Disclaimer: I own nothing of Psych and its related characters. This is just for my own enjoyment and the potential enjoyment of other Psych-Os like me, and no monetary gain was expected or received.
Rating: T+
Spoilers: None.
A/N: This has become my dream-journal, something my therapist wants me to do, so when I have a dream I can remember, no matter how brief, I try to turn it into one of these stories. I don't dream often, but they're always freaky. I have recurring dreams, different situations but the same basic premise, and they happen almost constantly, but they bother me a great deal and I can't yet bring myself to put them down in concrete. I don't feel I really need to because I know where they come from, what they mean, and what I need to do about them, even if I don't know how to make them stop.
The Inventress
"I just had an interesting dream," Juliet said, rolling herself snugly into Carlton's arms in their bed.
"Oh yeah? What was it about?" he asked.
"I dreamed I was a teenaged girl who was an absolutely brilliant inventor. She could invent anything. She lived with her parents in this very strange house that was made of plastic or… I think maybe it was Bakelite. She had a big room with its own bathroom behind a curtain but her parents kept the washer and dryer in there and added a hot tub that very day that made her giggle and ask that they put up a curtain so she wouldn't have to see them making out in it. The room had tracks for curtains everywhere, like it had been a hospital room at some point.

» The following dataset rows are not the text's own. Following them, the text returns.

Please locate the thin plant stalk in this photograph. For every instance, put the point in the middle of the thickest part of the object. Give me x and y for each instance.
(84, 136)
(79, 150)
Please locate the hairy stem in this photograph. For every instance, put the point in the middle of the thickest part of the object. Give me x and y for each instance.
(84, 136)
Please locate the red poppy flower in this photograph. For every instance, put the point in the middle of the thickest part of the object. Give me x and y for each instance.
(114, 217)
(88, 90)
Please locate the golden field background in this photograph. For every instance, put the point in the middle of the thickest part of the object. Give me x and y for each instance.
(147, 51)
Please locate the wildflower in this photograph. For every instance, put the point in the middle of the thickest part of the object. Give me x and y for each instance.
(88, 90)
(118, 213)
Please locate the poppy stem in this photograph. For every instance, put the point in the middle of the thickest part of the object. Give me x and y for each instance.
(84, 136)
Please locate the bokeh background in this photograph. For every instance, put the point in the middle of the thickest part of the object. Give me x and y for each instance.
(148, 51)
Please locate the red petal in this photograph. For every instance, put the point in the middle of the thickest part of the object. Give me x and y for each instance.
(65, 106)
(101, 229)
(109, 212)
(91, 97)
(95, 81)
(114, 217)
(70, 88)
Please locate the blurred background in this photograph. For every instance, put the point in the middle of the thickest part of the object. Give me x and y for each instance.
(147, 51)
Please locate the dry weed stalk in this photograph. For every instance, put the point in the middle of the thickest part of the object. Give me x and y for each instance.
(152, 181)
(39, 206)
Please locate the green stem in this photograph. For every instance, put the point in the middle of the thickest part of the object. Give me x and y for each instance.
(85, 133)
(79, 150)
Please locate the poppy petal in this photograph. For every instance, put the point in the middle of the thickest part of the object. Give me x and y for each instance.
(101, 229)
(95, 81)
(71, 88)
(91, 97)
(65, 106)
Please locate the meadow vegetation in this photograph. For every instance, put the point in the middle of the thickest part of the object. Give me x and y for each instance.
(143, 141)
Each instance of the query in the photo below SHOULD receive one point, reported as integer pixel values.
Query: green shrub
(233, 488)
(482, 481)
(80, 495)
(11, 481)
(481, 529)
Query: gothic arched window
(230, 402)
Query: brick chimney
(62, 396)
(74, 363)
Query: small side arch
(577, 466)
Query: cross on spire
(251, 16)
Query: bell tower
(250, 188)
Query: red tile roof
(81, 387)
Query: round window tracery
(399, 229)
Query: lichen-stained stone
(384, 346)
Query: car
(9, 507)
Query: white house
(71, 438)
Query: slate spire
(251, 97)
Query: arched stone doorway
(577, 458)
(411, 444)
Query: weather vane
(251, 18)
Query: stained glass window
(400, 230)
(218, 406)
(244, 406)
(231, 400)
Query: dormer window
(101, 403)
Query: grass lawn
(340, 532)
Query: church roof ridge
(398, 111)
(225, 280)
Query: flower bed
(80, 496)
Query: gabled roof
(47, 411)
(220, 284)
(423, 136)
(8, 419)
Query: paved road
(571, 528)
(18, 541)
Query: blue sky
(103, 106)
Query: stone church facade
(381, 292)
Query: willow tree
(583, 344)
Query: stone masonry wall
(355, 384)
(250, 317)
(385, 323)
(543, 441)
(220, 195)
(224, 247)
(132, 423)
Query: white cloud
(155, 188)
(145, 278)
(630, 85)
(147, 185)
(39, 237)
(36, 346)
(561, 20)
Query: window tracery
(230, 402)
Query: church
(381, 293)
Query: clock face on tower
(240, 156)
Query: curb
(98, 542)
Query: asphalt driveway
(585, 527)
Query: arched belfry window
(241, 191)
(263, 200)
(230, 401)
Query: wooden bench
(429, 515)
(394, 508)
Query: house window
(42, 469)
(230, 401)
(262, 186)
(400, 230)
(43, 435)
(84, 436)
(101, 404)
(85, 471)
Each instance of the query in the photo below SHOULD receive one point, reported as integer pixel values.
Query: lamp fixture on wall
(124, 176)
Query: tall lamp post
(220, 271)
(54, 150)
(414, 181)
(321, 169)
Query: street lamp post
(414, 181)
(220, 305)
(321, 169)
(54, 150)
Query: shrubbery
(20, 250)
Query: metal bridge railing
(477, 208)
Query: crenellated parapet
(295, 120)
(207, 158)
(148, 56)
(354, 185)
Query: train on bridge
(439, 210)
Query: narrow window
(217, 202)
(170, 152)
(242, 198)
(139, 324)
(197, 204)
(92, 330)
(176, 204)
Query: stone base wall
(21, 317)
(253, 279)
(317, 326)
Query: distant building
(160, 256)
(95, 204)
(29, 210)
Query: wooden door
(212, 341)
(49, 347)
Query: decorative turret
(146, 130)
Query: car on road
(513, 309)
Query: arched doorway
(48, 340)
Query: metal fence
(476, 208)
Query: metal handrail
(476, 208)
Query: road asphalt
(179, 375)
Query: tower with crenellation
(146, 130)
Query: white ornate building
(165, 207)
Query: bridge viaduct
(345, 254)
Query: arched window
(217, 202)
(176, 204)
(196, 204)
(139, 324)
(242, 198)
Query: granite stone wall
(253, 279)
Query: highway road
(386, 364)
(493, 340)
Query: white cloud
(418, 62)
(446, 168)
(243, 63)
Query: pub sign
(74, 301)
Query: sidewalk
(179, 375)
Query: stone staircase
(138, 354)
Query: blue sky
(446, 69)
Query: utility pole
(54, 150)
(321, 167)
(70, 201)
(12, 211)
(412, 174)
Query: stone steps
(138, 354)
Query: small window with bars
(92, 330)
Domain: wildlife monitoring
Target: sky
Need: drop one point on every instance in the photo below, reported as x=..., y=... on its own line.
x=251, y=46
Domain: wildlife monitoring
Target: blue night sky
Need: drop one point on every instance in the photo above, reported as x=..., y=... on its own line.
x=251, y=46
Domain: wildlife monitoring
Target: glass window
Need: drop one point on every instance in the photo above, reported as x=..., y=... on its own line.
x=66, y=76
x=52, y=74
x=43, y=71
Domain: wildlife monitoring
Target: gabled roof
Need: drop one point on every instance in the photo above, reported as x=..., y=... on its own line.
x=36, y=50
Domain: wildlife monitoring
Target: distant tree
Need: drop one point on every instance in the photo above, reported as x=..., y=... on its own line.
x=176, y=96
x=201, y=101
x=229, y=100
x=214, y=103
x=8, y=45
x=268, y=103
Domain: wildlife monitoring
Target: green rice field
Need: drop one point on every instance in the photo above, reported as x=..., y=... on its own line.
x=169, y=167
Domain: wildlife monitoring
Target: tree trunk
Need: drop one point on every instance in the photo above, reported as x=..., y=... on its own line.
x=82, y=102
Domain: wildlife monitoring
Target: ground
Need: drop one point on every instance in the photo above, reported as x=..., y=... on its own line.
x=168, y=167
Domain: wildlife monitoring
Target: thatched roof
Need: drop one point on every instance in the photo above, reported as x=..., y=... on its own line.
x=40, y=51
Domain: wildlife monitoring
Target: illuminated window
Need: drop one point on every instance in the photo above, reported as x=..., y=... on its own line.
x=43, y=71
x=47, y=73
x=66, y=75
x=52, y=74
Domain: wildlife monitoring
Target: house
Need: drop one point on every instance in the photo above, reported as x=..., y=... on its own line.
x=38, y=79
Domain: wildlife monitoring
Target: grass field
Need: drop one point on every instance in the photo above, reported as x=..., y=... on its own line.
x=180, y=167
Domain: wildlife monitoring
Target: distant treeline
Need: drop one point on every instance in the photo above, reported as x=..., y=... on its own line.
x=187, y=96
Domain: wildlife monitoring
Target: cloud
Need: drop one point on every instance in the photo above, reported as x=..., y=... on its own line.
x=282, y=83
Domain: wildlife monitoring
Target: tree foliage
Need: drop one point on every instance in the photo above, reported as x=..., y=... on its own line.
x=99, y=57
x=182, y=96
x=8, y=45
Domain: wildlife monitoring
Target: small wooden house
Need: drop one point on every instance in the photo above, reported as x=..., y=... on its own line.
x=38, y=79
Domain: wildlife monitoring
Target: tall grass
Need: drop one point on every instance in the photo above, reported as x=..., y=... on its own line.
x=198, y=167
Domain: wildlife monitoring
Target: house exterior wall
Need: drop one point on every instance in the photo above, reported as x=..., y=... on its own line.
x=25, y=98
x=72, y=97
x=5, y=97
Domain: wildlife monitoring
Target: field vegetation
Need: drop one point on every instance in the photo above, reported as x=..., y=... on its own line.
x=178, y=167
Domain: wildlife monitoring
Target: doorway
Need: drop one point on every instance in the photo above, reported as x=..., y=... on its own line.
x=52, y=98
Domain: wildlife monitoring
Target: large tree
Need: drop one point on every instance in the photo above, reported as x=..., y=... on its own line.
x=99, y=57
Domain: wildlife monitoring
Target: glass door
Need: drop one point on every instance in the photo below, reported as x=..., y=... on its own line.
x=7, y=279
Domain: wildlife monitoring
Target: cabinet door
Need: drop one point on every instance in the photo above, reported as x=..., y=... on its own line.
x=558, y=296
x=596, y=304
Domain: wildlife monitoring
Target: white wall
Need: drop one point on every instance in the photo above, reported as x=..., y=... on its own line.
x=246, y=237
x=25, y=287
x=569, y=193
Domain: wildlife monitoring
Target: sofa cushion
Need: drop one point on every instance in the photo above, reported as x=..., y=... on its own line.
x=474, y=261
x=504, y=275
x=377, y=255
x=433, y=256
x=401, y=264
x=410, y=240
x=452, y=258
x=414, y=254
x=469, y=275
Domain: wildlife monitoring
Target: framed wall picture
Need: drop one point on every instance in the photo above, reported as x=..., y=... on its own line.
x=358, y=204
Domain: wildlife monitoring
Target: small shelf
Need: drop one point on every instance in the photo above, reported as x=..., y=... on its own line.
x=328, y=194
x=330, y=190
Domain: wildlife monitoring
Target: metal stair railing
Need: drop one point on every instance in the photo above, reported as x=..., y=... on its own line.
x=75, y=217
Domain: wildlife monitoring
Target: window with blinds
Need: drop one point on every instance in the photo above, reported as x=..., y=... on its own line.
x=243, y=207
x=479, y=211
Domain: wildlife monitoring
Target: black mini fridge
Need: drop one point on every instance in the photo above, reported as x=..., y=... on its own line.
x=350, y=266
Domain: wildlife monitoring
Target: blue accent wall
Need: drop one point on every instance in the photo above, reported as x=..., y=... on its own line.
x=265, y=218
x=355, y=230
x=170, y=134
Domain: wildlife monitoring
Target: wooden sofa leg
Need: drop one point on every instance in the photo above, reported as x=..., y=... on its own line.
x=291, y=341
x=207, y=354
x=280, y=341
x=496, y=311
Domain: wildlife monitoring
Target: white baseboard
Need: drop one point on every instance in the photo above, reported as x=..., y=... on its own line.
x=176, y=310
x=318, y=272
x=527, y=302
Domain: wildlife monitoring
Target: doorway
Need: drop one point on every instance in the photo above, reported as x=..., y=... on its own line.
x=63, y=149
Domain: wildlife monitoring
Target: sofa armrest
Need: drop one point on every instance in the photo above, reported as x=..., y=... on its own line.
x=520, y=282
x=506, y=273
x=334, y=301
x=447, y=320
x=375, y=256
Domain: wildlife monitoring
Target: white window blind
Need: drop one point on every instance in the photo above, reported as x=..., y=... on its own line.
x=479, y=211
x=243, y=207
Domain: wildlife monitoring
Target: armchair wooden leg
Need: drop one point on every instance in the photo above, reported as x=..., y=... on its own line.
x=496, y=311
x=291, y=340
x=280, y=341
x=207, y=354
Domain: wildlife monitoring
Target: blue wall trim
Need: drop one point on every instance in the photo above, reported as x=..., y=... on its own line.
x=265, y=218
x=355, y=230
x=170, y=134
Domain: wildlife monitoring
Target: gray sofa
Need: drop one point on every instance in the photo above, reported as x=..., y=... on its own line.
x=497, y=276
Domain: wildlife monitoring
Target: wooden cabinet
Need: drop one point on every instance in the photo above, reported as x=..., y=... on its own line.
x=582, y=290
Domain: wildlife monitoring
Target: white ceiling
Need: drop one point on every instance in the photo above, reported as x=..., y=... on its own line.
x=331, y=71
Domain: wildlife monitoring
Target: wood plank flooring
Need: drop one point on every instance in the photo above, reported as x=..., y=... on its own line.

"Anyway, the girl had to go to some sort of party in, I think, Washington D.C., so she invented a machine to sew her a fancy dress and it was absolutely stunning - silvery and glitzy and elegant - and she showed her mother the other dresses this machine had made for her, displayed on a dressmaker's dummy that was alive. When she got through with that she put on these shoes that made her float a little bit - shoes with hamburgers on the soles - and went outside in the snow to play kick the snowball and squash it with her family, still in the fancy dress."
"I think it may be safe to say that someone wants a fancy dress to wear to a party, at the very least," Carlton said, smiling.
Juliet blushed. "Maybe, a little. But I don't know where the hamburger-sole shoes came from."